Get out there and find your moment in nature; spring is racing along and every day seems to bring something new.




Sunday, April 11, 2021

Orange Slime on the Muscadine

 

This has been a better than usual year for spotting bright orange slime on native muscadine (Vitis rotundifolia) vines. Almost every large vine on our property has it compared to just one that had it a couple years ago. This is Fusicolla merismoides, a fungus or, more often, a complex of fungi and yeast that colonize the sap that leaks from a tree wound.

It doesn’t hurt the vine (or tree if it is on some other woody plant) and usually is just a springtime occurrence as sap is rising and leaking from wounds on woody plants. Obviously the bigger the wound or amount of sap, the more orange you might see.

So if you see an orange smear, take a moment to appreciate what’s happening and then go happily on your way. I visited all of ours this year with grandson in tow and we admired them and remarked on the small bugs enjoying the slime.


The slime on the upper right is fading while the left is gooey


Sunday, April 4, 2021

Go Forth and Multiply

 

Packera aurea
Valeriana pauciflora












Multiply the supply of native plants in gardens, that is. As I’m prowling through my garden this time of year, admiring flowers and pulling early weeds, I always find extra plants to pot up. In years past, I’d pot them up to donate to plant sales. I’m not participating in a local sale this year so they’re going to friends and neighbors. The two plants shown above were given to me by friends as extras from their gardens.

As I wrote in January, my son’s family has a new yard. They’re getting beardtongue (Penstemon sp.) for the mailbox. It’s a tough as nails perennial that is fairly deer resistant (they have deer). I have two species to share with them: Penstemon digitalis and Penstemon tenuis. As the season progresses, I’m sure there will be more for them – we’ve been removing nandina shrubs at their house to create a new area for pollinator plants.

Even Max potted up some small trees
Penstemon ready to go











Several friends who are building their native plant collections are getting an assortment of extra perennials and shrubs. I love how I can get extra room for my garden while still making other people happy!

I’m also creating a grouping of native perennials along the property line with my neighbor. This has to be composed of deer resistant plants. So far I’ve planted beardtongue (Penstemon), mountain mint (Pycnanthemum), sedges (Carex), perennial rye (Elymus), and bushy St. John’s wort (Hypericum densiflorum). Helping to hold the sloping ground around it is the native dwarf cinquefoil (Potentilla canadensis). As the plantings grow, I reduce the cinquefoil.

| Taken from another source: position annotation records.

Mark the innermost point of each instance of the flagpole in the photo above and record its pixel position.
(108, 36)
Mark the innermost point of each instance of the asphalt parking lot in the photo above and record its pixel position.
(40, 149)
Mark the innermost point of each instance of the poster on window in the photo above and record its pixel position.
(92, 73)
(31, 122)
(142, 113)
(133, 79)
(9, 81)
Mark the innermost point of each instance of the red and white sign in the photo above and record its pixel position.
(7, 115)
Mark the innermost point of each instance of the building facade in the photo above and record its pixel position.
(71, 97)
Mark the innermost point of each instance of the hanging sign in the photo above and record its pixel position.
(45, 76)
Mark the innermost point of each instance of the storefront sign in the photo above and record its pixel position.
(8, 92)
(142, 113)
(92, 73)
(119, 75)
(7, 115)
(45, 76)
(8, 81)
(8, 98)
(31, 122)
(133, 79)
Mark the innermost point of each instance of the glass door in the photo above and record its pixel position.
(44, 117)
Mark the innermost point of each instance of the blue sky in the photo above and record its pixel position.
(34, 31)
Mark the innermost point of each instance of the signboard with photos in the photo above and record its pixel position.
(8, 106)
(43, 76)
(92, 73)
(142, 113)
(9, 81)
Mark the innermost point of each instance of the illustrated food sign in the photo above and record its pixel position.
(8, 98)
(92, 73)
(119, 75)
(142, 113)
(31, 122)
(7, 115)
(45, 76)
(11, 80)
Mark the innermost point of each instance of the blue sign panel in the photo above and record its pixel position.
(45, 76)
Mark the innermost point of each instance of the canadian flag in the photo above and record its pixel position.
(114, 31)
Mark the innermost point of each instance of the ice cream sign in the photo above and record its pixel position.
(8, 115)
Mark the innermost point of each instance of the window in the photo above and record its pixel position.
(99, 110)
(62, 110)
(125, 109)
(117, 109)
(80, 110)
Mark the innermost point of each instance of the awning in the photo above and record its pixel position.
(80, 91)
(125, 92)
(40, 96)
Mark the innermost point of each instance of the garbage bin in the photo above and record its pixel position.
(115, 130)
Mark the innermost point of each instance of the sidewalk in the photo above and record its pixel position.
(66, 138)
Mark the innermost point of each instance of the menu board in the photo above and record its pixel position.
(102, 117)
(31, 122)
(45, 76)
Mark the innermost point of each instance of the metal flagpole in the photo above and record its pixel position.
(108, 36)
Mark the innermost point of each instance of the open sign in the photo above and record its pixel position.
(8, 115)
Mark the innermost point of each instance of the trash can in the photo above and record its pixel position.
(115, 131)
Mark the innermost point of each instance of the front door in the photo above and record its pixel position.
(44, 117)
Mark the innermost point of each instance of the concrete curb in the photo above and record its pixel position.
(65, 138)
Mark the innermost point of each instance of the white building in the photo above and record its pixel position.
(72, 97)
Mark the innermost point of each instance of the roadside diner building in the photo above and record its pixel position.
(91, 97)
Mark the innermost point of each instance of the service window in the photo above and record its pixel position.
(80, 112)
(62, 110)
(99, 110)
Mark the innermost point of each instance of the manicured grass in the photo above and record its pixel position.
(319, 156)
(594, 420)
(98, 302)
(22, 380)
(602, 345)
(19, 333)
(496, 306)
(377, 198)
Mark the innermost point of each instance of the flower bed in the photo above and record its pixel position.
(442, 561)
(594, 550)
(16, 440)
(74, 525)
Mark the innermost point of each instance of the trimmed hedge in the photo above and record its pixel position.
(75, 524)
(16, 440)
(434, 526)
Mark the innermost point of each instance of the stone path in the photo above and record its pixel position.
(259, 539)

If you’re a native plant gardener, take advantage of new spring growth to find plants to help other gardens grow. It’s as nice for you as it is for them. Pot them up with a lightweight mix of topsoil (house-brand from a big box store is good) mixed with shredded mulch (not dyed) or bagged soil conditioner. Sometimes I use a small amount of perlite in it. No need to buy expensive growing mix. Now you’re ready to go forth and multiply the amount of yards with native plants!